„Kolejny raz apelujemy o to, aby nie wrzucać maseczek oraz nawilżanych chusteczek do kanalizacji. Są one powodem blokady przepływu ścieków i awarii przepompowni!” – napisały do mieszkańców władze gminy Wyry.
Apel pojawił się 4 maja na oficjalnym profilu facebookowym „Gmina Wyry – dobre miejsce do zamieszkania”. W komunikacie czytamy: „W ostatnim czasie znacząco nasiliły się problemy eksploatacyjne w związku z wprowadzaniem tych materiałów do kanalizacji sanitarnej. Poniższe zdjęcia zostały wykonane podczas usuwania awarii przepompowni P3 przy ul. Wagonowej. Odpady, które widać na zdjęciach zostały wyjęte z komory wirnika pompy ściekowej”.

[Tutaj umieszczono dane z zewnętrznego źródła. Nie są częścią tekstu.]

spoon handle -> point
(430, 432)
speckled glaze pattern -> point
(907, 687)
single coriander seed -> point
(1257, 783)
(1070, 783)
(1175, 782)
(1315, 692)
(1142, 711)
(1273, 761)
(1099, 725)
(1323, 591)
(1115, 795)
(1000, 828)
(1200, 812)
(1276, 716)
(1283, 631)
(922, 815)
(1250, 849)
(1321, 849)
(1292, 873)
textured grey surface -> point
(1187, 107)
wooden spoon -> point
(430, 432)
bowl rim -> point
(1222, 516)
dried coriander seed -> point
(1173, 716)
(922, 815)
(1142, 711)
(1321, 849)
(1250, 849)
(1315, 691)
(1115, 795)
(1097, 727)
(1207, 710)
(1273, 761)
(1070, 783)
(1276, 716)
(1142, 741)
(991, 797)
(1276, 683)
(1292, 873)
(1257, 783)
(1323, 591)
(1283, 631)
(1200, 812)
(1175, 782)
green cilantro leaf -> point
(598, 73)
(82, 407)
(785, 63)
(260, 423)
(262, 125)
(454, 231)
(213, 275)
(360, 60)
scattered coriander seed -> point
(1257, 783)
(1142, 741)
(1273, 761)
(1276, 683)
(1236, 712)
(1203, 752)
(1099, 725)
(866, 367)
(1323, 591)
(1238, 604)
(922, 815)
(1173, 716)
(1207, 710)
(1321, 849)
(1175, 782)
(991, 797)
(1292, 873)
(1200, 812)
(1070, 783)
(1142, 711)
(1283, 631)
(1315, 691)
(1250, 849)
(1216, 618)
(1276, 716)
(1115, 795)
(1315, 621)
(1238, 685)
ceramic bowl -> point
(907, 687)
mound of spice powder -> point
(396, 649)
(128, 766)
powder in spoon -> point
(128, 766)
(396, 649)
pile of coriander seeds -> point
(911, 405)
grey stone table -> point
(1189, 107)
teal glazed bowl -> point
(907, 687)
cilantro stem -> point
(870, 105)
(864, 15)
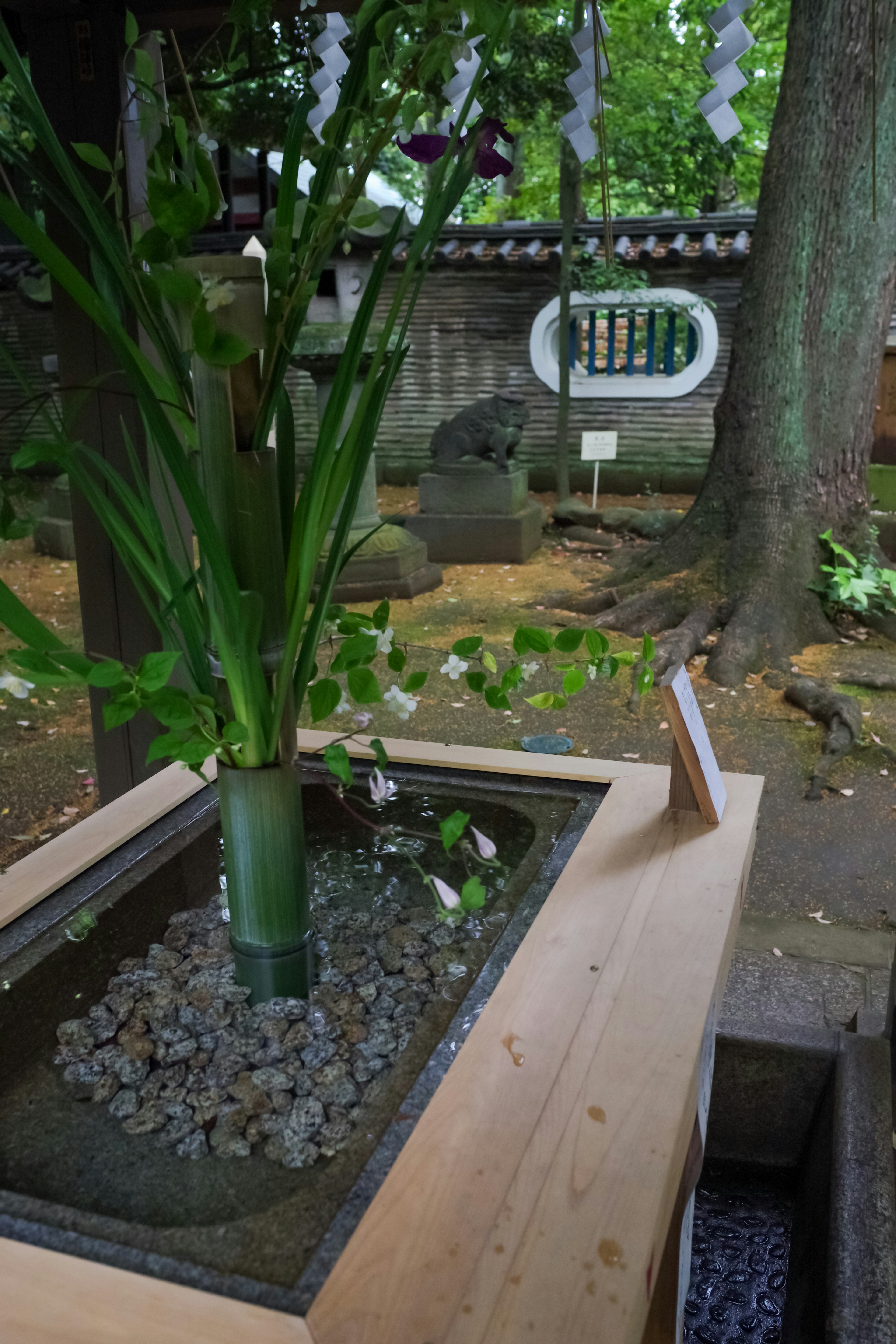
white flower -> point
(382, 790)
(15, 686)
(399, 704)
(218, 294)
(448, 896)
(455, 667)
(487, 847)
(383, 639)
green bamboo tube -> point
(271, 933)
(261, 808)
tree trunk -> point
(794, 423)
(570, 203)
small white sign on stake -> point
(696, 781)
(598, 445)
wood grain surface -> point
(53, 1299)
(535, 1195)
(48, 869)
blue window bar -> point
(584, 350)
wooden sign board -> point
(696, 783)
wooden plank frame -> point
(536, 1194)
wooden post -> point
(76, 68)
(695, 784)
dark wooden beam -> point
(76, 68)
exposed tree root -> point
(872, 683)
(680, 646)
(843, 720)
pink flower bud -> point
(487, 847)
(448, 896)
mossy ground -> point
(836, 855)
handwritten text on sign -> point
(598, 445)
(694, 744)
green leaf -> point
(109, 672)
(92, 155)
(354, 651)
(472, 894)
(382, 756)
(221, 350)
(38, 451)
(166, 745)
(175, 207)
(597, 643)
(453, 829)
(154, 671)
(339, 764)
(363, 686)
(115, 713)
(144, 69)
(323, 698)
(236, 733)
(155, 246)
(194, 752)
(569, 640)
(534, 638)
(178, 287)
(512, 678)
(574, 682)
(172, 707)
(496, 700)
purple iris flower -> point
(488, 163)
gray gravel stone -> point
(132, 1072)
(318, 1054)
(305, 1119)
(195, 1146)
(84, 1072)
(124, 1104)
(272, 1080)
(77, 1036)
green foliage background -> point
(663, 154)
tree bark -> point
(794, 423)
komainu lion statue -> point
(490, 427)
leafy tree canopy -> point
(663, 154)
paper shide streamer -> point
(457, 88)
(735, 41)
(584, 84)
(326, 83)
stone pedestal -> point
(54, 534)
(472, 514)
(392, 564)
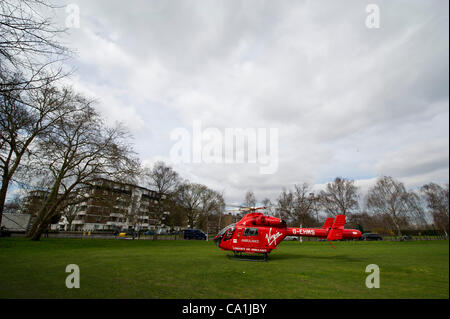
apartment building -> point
(109, 205)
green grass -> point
(198, 269)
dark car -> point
(194, 234)
(371, 236)
(4, 232)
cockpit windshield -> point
(223, 231)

Podobny kłopot swego czasu miał również Mikołów. Tam cztery lata temu z kanalizacji sanitarnej pracownicy Zakładu Inżynierii Miejskiej wyłowili istnego „chusteczkowego potwora”. Powstał on z wrzucanych do toalety chusteczek nawilżających dla niemowląt, chusteczek i wacików do demakijażu czy czyszczenia mebli.
Koszty uszkodzonej sieci i tak pokrywają mieszkańcy, więc warto wiedzieć, że tego typu materiały nie rozpuszczają się w wodzie. Podobnie jak plastikowe patyczki do czyszczenia uszu, które również bardzo często trafiają do toalety.